Sì, da piccolo mangiavo sempre i biscotti Ore Liete.
Mia madre è sempre stata una che amava il francese, infatti pronunciava liete come leitmotiv, che invero è tedesco e la cui pronuncia corretta è ’’laitmoti:f.
Diffidate da chi pronuncia sempre in maniera sbagliata.
Biscotti “light”, da vero uomo right. Eppur dopo vennero le nights… plurale inglese di notti.

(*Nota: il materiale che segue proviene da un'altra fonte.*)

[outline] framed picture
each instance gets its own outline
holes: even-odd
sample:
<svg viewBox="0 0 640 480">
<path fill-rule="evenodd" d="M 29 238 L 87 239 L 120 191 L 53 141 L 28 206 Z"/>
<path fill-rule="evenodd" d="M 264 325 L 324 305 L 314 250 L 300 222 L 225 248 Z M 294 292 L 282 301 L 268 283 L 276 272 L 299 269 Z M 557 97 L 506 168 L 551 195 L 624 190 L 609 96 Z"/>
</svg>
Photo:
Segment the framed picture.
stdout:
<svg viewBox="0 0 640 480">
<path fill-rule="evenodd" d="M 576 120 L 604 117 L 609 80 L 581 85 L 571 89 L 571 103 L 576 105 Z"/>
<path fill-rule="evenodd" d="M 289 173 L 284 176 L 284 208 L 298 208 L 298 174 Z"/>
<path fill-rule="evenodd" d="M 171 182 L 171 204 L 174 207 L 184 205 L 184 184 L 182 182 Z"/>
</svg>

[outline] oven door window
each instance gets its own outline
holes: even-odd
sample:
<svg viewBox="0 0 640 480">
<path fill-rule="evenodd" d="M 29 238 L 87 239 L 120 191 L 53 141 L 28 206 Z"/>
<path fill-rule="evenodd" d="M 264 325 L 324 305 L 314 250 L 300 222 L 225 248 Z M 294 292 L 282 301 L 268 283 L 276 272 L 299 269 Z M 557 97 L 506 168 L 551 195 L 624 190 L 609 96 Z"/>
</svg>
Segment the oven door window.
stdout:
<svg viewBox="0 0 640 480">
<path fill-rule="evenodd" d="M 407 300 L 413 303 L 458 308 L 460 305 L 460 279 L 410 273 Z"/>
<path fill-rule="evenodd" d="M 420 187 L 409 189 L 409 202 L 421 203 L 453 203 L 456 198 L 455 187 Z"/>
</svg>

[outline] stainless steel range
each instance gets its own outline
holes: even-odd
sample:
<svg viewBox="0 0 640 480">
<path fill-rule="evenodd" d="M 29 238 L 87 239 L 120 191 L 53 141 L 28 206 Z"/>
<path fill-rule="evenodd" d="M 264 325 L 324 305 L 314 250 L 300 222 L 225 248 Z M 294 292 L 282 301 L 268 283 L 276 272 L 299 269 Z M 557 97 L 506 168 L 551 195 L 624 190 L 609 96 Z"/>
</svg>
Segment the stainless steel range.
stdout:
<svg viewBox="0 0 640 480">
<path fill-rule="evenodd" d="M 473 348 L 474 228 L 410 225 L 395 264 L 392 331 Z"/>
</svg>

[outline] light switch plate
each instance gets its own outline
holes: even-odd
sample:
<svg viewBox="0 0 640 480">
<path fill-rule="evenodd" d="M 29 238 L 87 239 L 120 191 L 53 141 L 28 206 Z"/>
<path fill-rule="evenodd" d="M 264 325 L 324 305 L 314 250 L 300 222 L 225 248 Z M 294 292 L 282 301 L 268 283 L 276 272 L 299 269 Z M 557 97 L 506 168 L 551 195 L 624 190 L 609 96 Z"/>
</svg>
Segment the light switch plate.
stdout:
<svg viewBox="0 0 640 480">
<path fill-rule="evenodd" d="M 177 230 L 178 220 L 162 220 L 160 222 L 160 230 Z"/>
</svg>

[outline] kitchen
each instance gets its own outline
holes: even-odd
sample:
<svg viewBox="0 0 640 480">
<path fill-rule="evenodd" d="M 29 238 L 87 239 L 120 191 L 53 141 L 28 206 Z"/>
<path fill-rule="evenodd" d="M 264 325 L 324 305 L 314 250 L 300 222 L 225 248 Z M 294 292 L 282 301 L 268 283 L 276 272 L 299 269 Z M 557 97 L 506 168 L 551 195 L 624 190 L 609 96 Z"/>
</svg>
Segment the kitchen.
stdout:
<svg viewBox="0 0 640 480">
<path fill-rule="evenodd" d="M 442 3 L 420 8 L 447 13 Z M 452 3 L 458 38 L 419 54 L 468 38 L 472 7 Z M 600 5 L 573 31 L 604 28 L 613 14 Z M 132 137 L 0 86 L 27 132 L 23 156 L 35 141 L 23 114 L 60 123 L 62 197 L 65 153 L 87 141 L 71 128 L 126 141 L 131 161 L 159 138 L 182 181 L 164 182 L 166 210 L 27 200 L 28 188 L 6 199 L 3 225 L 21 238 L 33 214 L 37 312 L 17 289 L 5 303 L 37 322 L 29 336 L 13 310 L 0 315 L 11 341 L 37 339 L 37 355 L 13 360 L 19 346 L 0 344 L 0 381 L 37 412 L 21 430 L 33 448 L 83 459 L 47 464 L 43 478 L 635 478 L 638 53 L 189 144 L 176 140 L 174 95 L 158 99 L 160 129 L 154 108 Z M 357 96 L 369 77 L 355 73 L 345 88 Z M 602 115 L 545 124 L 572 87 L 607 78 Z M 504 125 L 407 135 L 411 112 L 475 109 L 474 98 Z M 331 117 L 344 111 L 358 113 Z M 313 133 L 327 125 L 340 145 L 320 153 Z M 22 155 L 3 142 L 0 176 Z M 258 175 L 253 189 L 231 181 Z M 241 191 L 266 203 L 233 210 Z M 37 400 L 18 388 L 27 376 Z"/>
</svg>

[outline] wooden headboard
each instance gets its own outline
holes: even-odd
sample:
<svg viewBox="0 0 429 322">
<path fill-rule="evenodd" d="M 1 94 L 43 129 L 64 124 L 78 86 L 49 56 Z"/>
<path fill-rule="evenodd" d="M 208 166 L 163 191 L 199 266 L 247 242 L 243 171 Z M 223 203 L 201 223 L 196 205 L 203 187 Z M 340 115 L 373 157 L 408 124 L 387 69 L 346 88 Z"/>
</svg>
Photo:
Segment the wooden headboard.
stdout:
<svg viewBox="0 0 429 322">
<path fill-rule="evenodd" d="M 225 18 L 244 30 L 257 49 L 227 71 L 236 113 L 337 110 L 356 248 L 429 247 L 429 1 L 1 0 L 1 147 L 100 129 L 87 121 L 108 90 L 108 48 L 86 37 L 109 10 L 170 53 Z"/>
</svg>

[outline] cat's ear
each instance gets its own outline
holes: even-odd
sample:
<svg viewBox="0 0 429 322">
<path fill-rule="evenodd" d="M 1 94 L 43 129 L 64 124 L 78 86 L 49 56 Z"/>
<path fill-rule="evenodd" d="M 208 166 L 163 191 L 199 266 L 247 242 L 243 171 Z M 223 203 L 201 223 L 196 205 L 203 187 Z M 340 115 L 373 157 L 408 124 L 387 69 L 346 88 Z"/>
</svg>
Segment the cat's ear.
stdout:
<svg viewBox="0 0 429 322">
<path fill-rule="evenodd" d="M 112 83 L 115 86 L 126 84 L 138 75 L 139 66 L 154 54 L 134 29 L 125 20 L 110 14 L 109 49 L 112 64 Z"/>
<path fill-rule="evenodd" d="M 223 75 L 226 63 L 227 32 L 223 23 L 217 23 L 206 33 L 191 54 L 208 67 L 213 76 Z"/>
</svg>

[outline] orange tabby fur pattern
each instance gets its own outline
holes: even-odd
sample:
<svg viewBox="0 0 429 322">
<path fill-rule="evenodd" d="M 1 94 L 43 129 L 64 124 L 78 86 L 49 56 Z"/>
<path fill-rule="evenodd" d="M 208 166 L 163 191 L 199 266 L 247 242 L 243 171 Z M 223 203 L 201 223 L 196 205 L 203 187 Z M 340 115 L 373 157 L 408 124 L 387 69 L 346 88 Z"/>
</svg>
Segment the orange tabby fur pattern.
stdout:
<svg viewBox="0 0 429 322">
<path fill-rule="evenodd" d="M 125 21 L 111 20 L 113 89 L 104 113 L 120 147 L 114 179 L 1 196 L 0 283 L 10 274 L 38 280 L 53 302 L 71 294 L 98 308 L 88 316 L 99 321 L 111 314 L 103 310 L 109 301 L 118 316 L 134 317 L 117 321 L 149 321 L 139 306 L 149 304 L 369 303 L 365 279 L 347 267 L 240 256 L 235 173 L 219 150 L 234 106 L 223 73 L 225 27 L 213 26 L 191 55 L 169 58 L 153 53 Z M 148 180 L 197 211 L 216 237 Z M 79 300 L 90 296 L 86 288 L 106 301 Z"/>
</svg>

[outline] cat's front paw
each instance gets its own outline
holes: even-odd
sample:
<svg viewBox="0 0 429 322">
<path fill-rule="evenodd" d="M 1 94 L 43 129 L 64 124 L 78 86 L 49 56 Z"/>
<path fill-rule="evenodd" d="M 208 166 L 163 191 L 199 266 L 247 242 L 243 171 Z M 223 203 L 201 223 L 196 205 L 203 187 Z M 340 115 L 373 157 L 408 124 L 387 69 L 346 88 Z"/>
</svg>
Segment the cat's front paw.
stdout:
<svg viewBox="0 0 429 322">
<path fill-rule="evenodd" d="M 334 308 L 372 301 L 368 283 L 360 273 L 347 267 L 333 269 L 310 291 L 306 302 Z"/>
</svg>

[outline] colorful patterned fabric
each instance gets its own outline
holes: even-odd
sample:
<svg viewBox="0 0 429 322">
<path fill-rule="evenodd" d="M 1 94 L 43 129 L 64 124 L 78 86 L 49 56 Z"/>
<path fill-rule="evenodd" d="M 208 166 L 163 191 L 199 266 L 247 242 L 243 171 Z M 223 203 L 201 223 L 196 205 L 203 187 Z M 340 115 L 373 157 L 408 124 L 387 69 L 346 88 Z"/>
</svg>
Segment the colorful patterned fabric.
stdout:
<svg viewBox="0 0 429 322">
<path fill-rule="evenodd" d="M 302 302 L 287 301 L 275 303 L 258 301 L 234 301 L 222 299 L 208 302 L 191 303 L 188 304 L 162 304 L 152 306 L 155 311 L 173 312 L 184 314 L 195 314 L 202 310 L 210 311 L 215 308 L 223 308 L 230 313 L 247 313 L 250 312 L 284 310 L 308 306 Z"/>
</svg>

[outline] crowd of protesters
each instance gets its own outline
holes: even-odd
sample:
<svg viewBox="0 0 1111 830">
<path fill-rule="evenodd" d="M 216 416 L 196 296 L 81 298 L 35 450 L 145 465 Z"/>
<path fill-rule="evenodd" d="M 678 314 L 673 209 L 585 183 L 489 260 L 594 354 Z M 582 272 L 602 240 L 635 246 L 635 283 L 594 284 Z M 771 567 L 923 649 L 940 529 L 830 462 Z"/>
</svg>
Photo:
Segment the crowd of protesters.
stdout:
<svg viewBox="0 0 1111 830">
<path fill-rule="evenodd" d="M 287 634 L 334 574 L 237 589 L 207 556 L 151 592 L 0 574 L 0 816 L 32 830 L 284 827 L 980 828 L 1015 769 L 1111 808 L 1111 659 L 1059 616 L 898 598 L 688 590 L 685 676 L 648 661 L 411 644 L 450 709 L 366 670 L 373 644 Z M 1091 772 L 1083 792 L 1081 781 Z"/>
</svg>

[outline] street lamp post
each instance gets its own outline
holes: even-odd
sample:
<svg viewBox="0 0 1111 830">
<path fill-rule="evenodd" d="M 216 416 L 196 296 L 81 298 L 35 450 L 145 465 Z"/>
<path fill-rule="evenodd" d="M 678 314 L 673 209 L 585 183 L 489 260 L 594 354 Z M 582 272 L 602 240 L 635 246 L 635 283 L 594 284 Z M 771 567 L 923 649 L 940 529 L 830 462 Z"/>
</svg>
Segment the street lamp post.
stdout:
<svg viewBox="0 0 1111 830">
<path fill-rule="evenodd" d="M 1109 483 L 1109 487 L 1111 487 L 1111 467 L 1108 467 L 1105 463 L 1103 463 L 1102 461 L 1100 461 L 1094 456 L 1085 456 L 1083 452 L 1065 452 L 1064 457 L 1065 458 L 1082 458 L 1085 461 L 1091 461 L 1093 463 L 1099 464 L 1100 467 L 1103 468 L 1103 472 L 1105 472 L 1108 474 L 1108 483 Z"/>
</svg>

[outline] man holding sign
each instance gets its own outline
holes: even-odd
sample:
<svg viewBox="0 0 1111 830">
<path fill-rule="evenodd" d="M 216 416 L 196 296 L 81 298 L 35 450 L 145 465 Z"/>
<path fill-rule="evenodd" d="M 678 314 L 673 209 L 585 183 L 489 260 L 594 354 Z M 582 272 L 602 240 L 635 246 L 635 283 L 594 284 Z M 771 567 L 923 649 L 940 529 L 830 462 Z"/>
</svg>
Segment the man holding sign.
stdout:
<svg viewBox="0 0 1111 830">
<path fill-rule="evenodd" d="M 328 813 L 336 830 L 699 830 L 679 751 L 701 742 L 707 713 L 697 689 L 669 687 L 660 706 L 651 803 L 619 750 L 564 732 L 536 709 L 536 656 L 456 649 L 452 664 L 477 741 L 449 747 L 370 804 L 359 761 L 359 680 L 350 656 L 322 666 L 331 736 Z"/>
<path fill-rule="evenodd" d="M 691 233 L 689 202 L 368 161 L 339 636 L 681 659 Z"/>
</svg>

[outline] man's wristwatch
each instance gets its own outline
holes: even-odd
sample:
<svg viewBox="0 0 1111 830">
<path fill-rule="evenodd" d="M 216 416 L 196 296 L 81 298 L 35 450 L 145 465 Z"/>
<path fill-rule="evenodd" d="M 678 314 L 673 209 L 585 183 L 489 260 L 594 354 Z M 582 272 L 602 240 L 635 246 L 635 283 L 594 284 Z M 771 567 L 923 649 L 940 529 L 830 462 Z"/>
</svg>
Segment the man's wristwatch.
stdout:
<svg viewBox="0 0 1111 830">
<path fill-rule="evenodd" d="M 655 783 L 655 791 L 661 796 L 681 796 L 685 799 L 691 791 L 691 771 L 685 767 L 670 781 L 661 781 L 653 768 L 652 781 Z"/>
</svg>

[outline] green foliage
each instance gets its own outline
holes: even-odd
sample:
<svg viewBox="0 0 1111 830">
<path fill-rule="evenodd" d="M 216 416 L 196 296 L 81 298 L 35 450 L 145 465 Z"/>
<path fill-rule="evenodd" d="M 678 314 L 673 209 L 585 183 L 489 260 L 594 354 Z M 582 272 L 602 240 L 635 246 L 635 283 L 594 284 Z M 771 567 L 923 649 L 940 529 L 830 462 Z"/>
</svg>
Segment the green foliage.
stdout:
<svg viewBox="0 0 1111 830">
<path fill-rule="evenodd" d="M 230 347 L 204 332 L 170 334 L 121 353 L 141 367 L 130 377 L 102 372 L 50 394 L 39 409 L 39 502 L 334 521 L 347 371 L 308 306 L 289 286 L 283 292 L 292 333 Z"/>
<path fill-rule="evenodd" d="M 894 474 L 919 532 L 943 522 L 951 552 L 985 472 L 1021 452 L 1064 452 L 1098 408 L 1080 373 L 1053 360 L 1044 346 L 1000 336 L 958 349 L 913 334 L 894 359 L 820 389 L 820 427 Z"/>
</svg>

Sì, mi ricordo che stavo assistendo alla pubblicità prima del film We Were Soldiers e, dopo anni di buio ormonale, ricordai quando ero un vero combattente del mio ometto, senza elmetto ma mi arrapavo sempre per Madeleine Stowe. Per lei mai lo “omettevo”. Sì, scorsero immagini rallegranti di modelle discinte e il mio “membretto” qualcosa “sparò” fra le mutande di polluzione serale, sì, era la proiezione delle 21 e 30 eppur già venni “mitragliante” di notte in bianco…
Sulla signora Madeleine, adesso attempata e rifatta, va fatto un discorso a parte. Anche se andava, nei suoi glory days, solo strafatta.
Donna da abuso di potere del suo culo imperiale, e infatti nel film con Kurt Russell quelle natiche in primo piano sono state unlawful entry al mio puberale. Sì, entrarono in scena, più che altro uscì dalla cerniera, in maniera “illegittima”.
La Stowe adesso è appassita ma a quei tempi si mostrava in tutta la sua avvenenza, accalorandomi in modo blink. Sì, “lampeggiavo”, sbattevo gli occhi nelle tenebre nel volermela sbattere. Ed era “Neve tropicale” di un corpo mio esoticamente selvaggio.
Il top della sua topa la Stowe l’ha raggiunto in Revenge, pessimo film del compiano Tony Scott in cui forse il fondoschiena che mostra non è neppure il suo, ma di una controfigura.
Ecco, vidi quel film con Gibson a Rastignano, cittadina dell’entroterra bolognese e una volta andai lì a guardare un film con una terragna. Andammo a vedere Kill Bill vol. 1, io mi emozionavo per quella Thurman così sexy e androgina, mentre lei sbuffava, aspettando che rincasassimo, sognando già di esser la mia sposa.
Non successe niente. Aprì la porta di casa, abitava coi genitori, ma loro dormivano.
– Fai piano, ma ci siamo… Non ci sentiranno. Dai, cosa aspetti?
– Aspetto il caffè bollente. Ho sete.
Nonostante questo mio vile e spregevolmente “virile” affronto senza “affondo”, lei non desistette e qualche mese dopo andammo a vedere la seconda parte del film di Tarantino.
Anche quella volta io tranquillamente la snobbai, e lei a quel punto esplose, urlando: – Mio duro del cazzo, adesso ti faccio il culo!
Sì, mi aveva scambiato per David Carradine. Devo dirvi la verità, non fui un gran cavaliere, ma nella vita c’è di peggio. C’è chi, guardando I cavalieri dalle lunghe ombre, fa confusione con i tre Carradine, Keith, Robert e David, appunto.